MP apura licenciamento e impactos ambientais de estrada de 23 km no Pantanal

| Créditos: Divulgação/PMA


O Ministério Público de Mato Grosso do Sul (MPMS) investiga possíveis irregularidades no licenciamento ambiental de uma estrada com cerca de 23 quilômetros na região do Pantanal de Paiaguás, em Corumbá. A obra liga o Porto São Pedro à Fazenda Ipiranga e está sob análise por suspeitas de falhas no processo de autorização ambiental e pelos possíveis impactos ao ecossistema pantaneiro.

A investigação aponta que o empreendimento pode ter iniciado as obras sem o cumprimento de todas as etapas previstas no licenciamento ambiental. Entre os questionamentos está a dispensa da Licença de Instalação, fase que normalmente define medidas de controle, mitigação e monitoramento dos impactos ambientais antes do início da execução.

Durante fiscalização realizada em maio deste ano, equipes da Polícia Militar Ambiental (PMA) e do Imasul identificaram extração irregular de material utilizado como aterro em uma Área de Preservação Permanente (APP), próxima ao Rio Paraguai. Segundo os órgãos de fiscalização, o material teria sido empregado em serviços de infraestrutura na região.

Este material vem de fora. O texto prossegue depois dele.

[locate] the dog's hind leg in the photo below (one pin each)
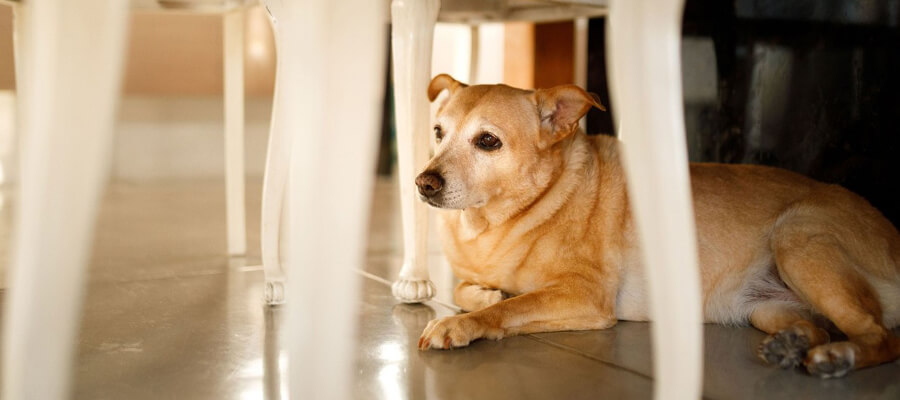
(814, 264)
(791, 333)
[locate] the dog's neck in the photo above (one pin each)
(475, 221)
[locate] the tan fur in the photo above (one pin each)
(546, 219)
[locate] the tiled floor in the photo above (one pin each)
(167, 316)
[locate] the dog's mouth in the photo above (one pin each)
(431, 201)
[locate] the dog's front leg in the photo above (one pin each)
(473, 297)
(564, 307)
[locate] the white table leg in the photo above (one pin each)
(233, 34)
(580, 58)
(645, 74)
(411, 38)
(72, 63)
(331, 81)
(278, 158)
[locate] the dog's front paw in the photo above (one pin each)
(454, 331)
(831, 360)
(784, 349)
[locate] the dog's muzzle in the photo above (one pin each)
(429, 183)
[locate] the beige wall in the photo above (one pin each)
(7, 66)
(176, 54)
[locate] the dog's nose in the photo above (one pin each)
(429, 183)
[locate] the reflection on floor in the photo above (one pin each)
(168, 316)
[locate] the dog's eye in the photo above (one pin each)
(438, 133)
(488, 142)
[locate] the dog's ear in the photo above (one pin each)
(561, 107)
(442, 82)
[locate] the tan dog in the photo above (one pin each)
(535, 209)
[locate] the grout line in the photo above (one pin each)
(575, 351)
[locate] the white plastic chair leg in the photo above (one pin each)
(412, 35)
(331, 84)
(278, 158)
(70, 68)
(474, 44)
(645, 74)
(233, 34)
(580, 52)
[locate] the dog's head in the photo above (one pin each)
(495, 144)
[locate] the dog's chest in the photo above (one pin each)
(490, 261)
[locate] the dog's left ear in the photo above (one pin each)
(561, 107)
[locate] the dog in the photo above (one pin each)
(535, 221)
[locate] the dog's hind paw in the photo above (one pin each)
(831, 360)
(413, 290)
(784, 349)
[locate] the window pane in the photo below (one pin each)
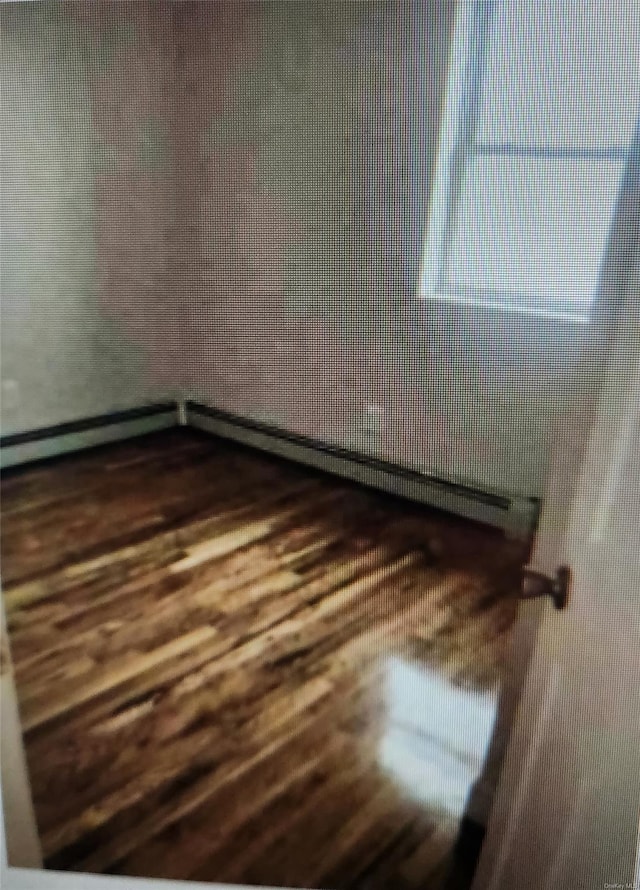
(562, 73)
(535, 228)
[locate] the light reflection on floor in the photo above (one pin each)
(437, 735)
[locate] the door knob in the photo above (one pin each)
(536, 584)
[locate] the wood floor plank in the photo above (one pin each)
(202, 638)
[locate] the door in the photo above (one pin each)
(566, 807)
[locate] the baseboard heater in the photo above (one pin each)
(516, 515)
(76, 435)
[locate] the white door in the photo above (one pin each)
(566, 808)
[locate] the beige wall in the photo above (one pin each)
(87, 197)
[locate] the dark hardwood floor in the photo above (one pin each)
(233, 668)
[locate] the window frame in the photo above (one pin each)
(457, 146)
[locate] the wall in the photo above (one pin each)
(86, 207)
(306, 136)
(230, 199)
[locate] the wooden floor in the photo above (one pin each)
(203, 638)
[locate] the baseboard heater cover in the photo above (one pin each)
(517, 516)
(76, 435)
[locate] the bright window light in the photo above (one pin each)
(543, 103)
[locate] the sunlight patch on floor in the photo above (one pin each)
(437, 735)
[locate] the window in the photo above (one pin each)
(542, 106)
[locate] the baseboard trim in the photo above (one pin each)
(515, 516)
(64, 438)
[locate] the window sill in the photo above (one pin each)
(507, 308)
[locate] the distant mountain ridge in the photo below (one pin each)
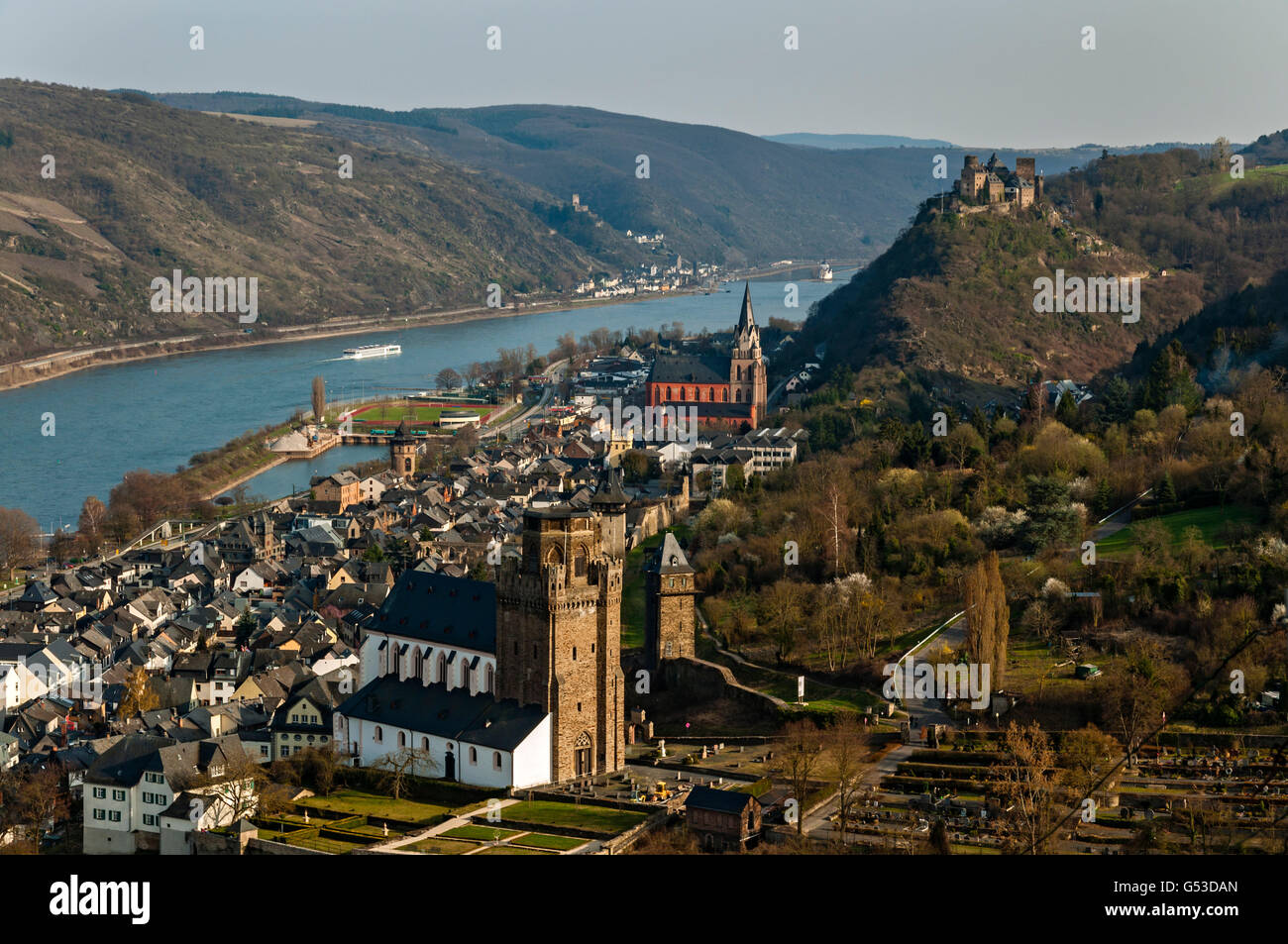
(719, 194)
(855, 141)
(949, 307)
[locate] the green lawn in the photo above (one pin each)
(632, 588)
(393, 413)
(595, 818)
(361, 802)
(541, 841)
(481, 832)
(1209, 520)
(510, 850)
(437, 846)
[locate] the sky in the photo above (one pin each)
(997, 72)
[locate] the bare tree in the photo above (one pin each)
(846, 752)
(318, 398)
(18, 544)
(1025, 781)
(803, 752)
(398, 765)
(140, 695)
(91, 520)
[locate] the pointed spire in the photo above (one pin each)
(746, 318)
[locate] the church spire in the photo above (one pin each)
(746, 320)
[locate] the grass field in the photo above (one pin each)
(1210, 522)
(632, 588)
(437, 846)
(593, 818)
(481, 832)
(393, 413)
(541, 841)
(360, 802)
(510, 850)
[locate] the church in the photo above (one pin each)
(507, 684)
(726, 389)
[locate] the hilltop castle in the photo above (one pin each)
(996, 183)
(507, 684)
(725, 389)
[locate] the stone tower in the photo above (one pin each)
(402, 451)
(669, 591)
(558, 639)
(746, 365)
(609, 509)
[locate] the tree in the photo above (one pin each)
(846, 751)
(398, 765)
(964, 445)
(91, 522)
(18, 539)
(803, 751)
(140, 695)
(42, 800)
(1086, 758)
(1025, 781)
(318, 398)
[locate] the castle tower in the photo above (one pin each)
(747, 382)
(558, 642)
(402, 451)
(609, 509)
(669, 617)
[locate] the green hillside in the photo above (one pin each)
(141, 188)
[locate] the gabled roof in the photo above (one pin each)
(480, 719)
(702, 797)
(439, 609)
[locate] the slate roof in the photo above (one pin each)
(433, 710)
(690, 368)
(719, 800)
(437, 608)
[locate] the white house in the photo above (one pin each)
(138, 780)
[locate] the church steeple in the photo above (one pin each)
(746, 320)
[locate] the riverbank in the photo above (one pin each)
(51, 366)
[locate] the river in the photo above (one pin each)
(158, 413)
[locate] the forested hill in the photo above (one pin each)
(137, 189)
(949, 305)
(717, 194)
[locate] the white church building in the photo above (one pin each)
(426, 681)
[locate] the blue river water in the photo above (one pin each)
(158, 413)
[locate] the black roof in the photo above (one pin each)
(449, 610)
(690, 368)
(719, 800)
(446, 713)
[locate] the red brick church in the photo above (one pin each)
(726, 389)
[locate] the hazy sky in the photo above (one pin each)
(999, 72)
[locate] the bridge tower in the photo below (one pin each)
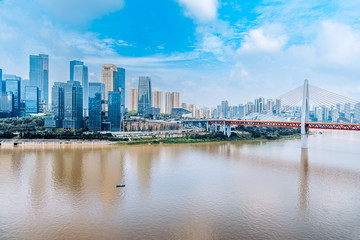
(305, 115)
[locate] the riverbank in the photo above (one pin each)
(204, 138)
(248, 134)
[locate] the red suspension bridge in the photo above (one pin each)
(309, 125)
(330, 111)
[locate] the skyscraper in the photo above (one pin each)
(31, 100)
(121, 77)
(114, 115)
(6, 105)
(347, 109)
(24, 83)
(12, 86)
(157, 100)
(133, 99)
(144, 94)
(94, 122)
(1, 90)
(110, 78)
(224, 109)
(73, 113)
(259, 104)
(58, 101)
(96, 87)
(72, 65)
(278, 105)
(357, 112)
(81, 75)
(39, 75)
(172, 100)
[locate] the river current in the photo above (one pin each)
(227, 190)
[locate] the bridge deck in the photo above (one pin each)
(310, 125)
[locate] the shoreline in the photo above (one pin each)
(141, 141)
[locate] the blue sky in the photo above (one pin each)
(208, 50)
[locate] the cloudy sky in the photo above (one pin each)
(208, 50)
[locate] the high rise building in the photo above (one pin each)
(259, 104)
(96, 87)
(241, 110)
(72, 66)
(157, 100)
(94, 122)
(347, 109)
(357, 112)
(73, 104)
(1, 90)
(24, 83)
(121, 77)
(114, 115)
(192, 109)
(12, 86)
(224, 109)
(96, 95)
(31, 100)
(144, 94)
(6, 105)
(278, 105)
(39, 75)
(172, 100)
(249, 108)
(58, 101)
(133, 99)
(81, 75)
(110, 78)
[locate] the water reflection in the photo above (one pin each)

A empresa responsável pelos trabalhos foi autuada em R$ 50 mil pelo Imasul, e as atividades de extração foram interrompidas por determinação dos fiscais. O relatório também registra supressão de vegetação nativa na área vistoriada.

Outro ponto analisado pelo MPMS é a localização da obra em uma Área de Uso Restrito do Pantanal, onde a legislação estadual estabelece regras específicas para intervenções capazes de alterar o regime hídrico da planície. A Promotoria avalia se a construção pode interferir no fluxo natural das águas e se o licenciamento adotado foi compatível com a sensibilidade ambiental da região.

Além disso, o Ministério Público busca esclarecer se a Fundação de Meio Ambiente do Pantanal (FMAP), órgão municipal responsável pela licença, possuía competência para conduzir o processo, considerando que a obra é executada por um órgão estadual e está situada em área de relevante interesse ambiental.

A investigação também verifica a situação da licença ambiental da obra. Documentos analisados pelo MP indicam que a Licença Prévia expirou em abril de 2025 e, até as últimas diligências, ainda eram solicitadas informações sobre eventual renovação ou emissão de nova autorização para continuidade dos trabalhos.

O inquérito civil segue em andamento e deverá reunir novos documentos, manifestações técnicas e relatórios de fiscalização para definir se houve irregularidades administrativas ou ambientais relacionadas à execução da estrada.